Sicbay ‎– Overreaction Time

3 out of 5

Label: 54’40 or Fight!

Produced by: Dave Gardner (engineer, mastered by)

I mean, Dazzling Killmen aren’t my favorite band, but they’re not my unfavorite, and mid-90s landmarks Face of Collapse and the Recuerda compilation still pack an intense punch, and are instantly recognizable as influencing any amount of hardcore bands, even when DK doesn’t seem to be the name most often dropped in that list.  So, yes, I’m definitely interested to know what Dazzling Killmen vocalist Nic Sakes got up to later on, and Sicbay’s Overreaction Time’s first couple of tracks suggest that time has only strengthened his approach, turning up the post-rock and syncing it to appropriate levels of aggression for some uniquely rocking blasts of weirdly poppy shredding.

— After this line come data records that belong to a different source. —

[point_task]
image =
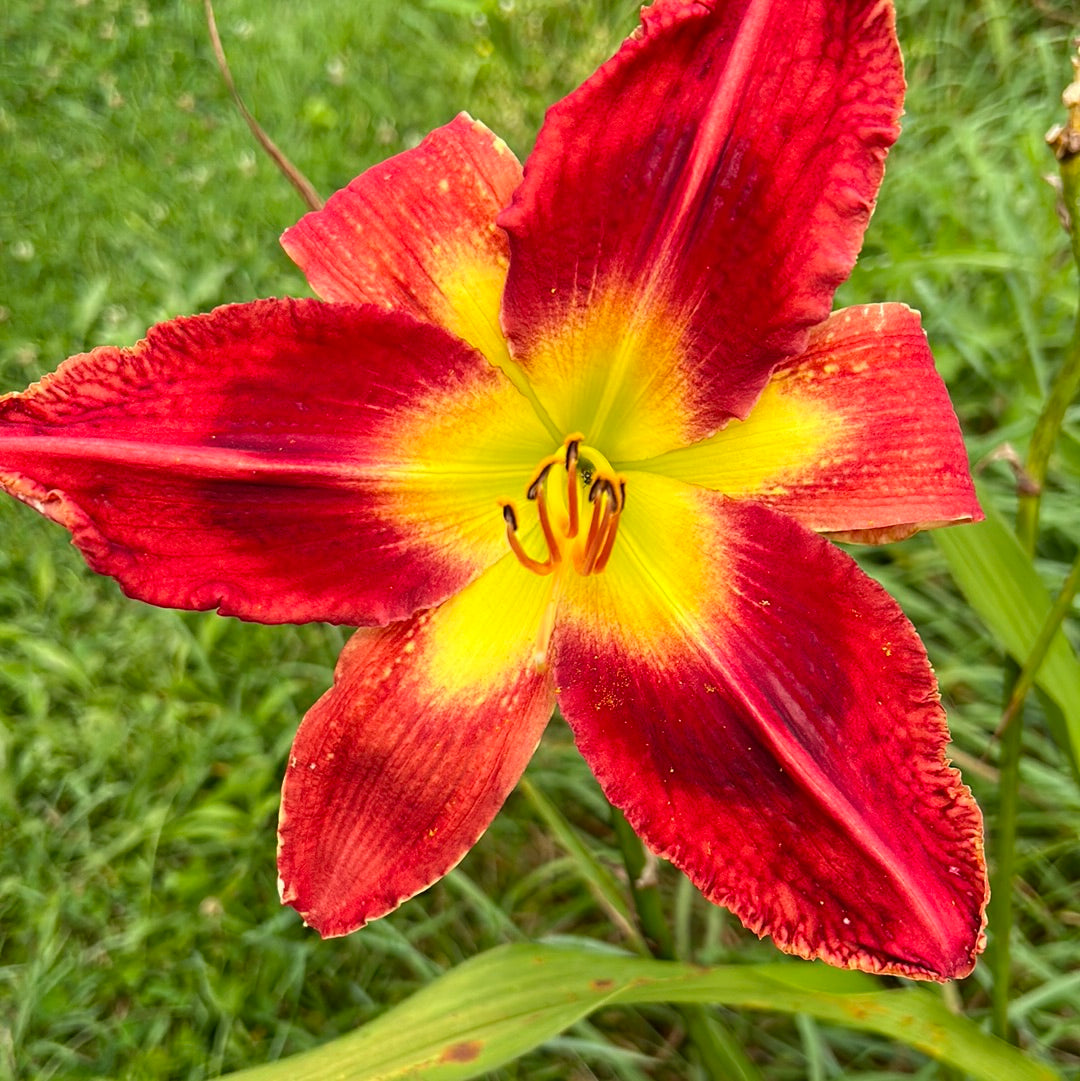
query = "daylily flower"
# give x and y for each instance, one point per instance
(578, 436)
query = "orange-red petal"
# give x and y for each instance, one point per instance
(398, 770)
(281, 461)
(768, 720)
(417, 234)
(855, 437)
(707, 189)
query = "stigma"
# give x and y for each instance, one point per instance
(580, 501)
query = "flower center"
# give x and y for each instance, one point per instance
(569, 486)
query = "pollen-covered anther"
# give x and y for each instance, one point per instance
(590, 479)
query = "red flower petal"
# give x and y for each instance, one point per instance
(417, 234)
(708, 186)
(768, 720)
(856, 436)
(400, 768)
(281, 461)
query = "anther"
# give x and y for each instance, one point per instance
(559, 510)
(510, 517)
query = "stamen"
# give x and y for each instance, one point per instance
(510, 517)
(602, 497)
(555, 556)
(609, 544)
(559, 511)
(572, 445)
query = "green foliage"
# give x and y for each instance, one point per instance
(141, 750)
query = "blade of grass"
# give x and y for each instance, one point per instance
(501, 1004)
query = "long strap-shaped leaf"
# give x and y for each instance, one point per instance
(997, 577)
(507, 1001)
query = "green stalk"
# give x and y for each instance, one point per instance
(720, 1053)
(1065, 143)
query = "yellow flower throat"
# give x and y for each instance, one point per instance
(591, 490)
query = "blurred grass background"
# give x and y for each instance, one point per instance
(141, 750)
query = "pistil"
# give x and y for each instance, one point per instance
(558, 509)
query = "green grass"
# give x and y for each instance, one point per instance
(142, 750)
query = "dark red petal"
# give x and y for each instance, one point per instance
(712, 182)
(768, 720)
(280, 461)
(854, 437)
(400, 768)
(417, 234)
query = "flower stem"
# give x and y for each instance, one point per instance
(1065, 143)
(720, 1053)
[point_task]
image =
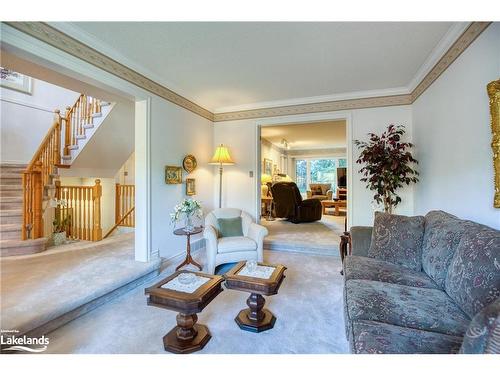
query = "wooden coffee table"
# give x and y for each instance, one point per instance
(333, 203)
(256, 318)
(187, 300)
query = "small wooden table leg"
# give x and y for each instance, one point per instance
(255, 318)
(187, 336)
(189, 259)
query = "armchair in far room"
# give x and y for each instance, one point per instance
(320, 191)
(232, 236)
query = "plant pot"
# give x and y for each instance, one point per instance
(59, 238)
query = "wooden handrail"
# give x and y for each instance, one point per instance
(119, 222)
(83, 210)
(43, 166)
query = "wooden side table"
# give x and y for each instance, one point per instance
(189, 259)
(256, 318)
(187, 336)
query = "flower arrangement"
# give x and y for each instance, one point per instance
(388, 165)
(187, 209)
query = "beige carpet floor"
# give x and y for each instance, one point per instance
(37, 288)
(319, 237)
(308, 308)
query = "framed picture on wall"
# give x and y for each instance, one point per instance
(190, 186)
(267, 168)
(173, 175)
(15, 81)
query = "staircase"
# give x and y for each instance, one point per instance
(26, 190)
(11, 214)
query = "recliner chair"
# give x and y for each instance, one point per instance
(288, 203)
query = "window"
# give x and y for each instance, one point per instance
(317, 171)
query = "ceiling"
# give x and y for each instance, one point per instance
(228, 64)
(310, 136)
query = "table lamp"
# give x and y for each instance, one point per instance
(221, 157)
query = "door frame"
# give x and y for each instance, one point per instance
(304, 119)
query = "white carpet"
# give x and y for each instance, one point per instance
(319, 237)
(308, 310)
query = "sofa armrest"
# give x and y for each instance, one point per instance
(361, 237)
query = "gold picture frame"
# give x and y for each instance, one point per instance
(494, 94)
(190, 186)
(267, 168)
(173, 175)
(189, 163)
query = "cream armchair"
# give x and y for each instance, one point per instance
(222, 250)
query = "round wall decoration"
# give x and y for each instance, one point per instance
(189, 163)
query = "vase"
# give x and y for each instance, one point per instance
(188, 224)
(59, 238)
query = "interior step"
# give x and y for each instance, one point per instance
(11, 216)
(10, 231)
(19, 247)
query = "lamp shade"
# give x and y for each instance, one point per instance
(221, 156)
(265, 178)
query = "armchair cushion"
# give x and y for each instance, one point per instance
(235, 243)
(230, 227)
(398, 239)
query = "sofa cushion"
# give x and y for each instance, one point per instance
(369, 337)
(483, 334)
(420, 308)
(364, 268)
(230, 227)
(441, 237)
(231, 244)
(473, 278)
(398, 239)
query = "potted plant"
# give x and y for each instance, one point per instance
(388, 165)
(187, 209)
(59, 224)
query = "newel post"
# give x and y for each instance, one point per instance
(96, 197)
(67, 131)
(37, 231)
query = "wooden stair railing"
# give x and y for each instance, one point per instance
(78, 118)
(43, 166)
(83, 207)
(129, 213)
(124, 201)
(37, 175)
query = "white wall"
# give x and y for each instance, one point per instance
(453, 136)
(175, 133)
(240, 137)
(23, 114)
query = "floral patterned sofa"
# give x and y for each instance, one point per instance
(423, 285)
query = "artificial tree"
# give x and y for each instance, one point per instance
(388, 165)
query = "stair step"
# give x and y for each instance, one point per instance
(20, 247)
(10, 231)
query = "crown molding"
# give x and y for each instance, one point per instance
(316, 99)
(383, 101)
(68, 44)
(457, 48)
(434, 66)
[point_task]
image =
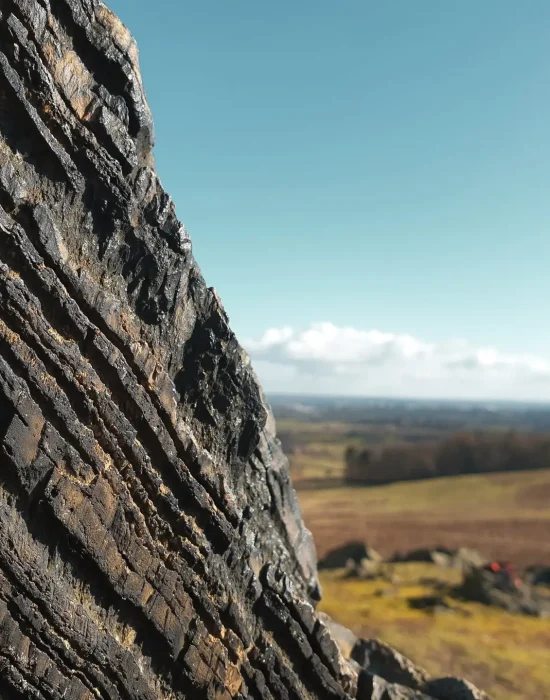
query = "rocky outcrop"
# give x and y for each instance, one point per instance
(151, 545)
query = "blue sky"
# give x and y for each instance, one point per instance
(369, 167)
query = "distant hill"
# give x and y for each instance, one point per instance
(473, 452)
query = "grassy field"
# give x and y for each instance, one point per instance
(506, 655)
(505, 516)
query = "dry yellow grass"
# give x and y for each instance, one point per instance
(506, 655)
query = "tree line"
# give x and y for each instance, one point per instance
(461, 453)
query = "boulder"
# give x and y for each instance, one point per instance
(429, 555)
(365, 570)
(340, 557)
(379, 659)
(537, 575)
(151, 543)
(500, 589)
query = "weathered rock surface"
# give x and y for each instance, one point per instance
(151, 545)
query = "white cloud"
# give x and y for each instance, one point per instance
(325, 358)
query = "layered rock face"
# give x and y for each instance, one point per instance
(151, 545)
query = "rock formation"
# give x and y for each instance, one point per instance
(151, 545)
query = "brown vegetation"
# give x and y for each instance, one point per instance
(461, 453)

Ah, and there’s also just a dash of Americana strumming mixed in there, as well as some experimental production trickery, and attempts at intimacy.  Which isn’t mixed in very well.

Overraction Time, as mentioned, kicks off pretty perfectly with the all-hands-on Herculaneum, continuing into the equally impressive Tocsin.  Both tracks feature Sakes bleating out one line attacks over music that maintains a toe-tapping pace and shifts between hardcore-tinged moments and riffage that’s more rooted in a Silkworm-type appreciation of roots rock, ebbing and flowing freely and excitingly.  Dave Gardner’s recording is rather flat, all up front, but it works for this; it keeps it very present.  However, Summersaults introduces the group’s occasional forays into experimentation, and while it shapes up into something by the end of its minute twenty runtime, it’s long and abrupt enough to put a halt in the momentum, which is continued on by Smoke Stains, a lower-key affair.  The recording style does not support these types of tracks on the album, which continue to cycle through in a pattern of rockers / experimentation / non-rockers; Sakes’ lyrics aren’t pointed enough to be too grabbing, and there’s generally not a notable enough tune or emotion to make the songs stand against the album’s more impactful ones.  Taken on their own, these songs aren’t bad by any means, and often come into their own toward the end of their runtime, showing how the disc’s varying styles could all feasibly play together, but when they’re followed, sequentially, by outright awesomeness like The Buckle, the inbetween tracks fade from memory.

Overraction Time is smartly bookended by some stronger tracks which are able to exist with some better blended dynamics, and its absolutely littered with enough highpoints that it merits cycling back through it with frequency.  But the non-highpoints just don’t stand a chance in comparison.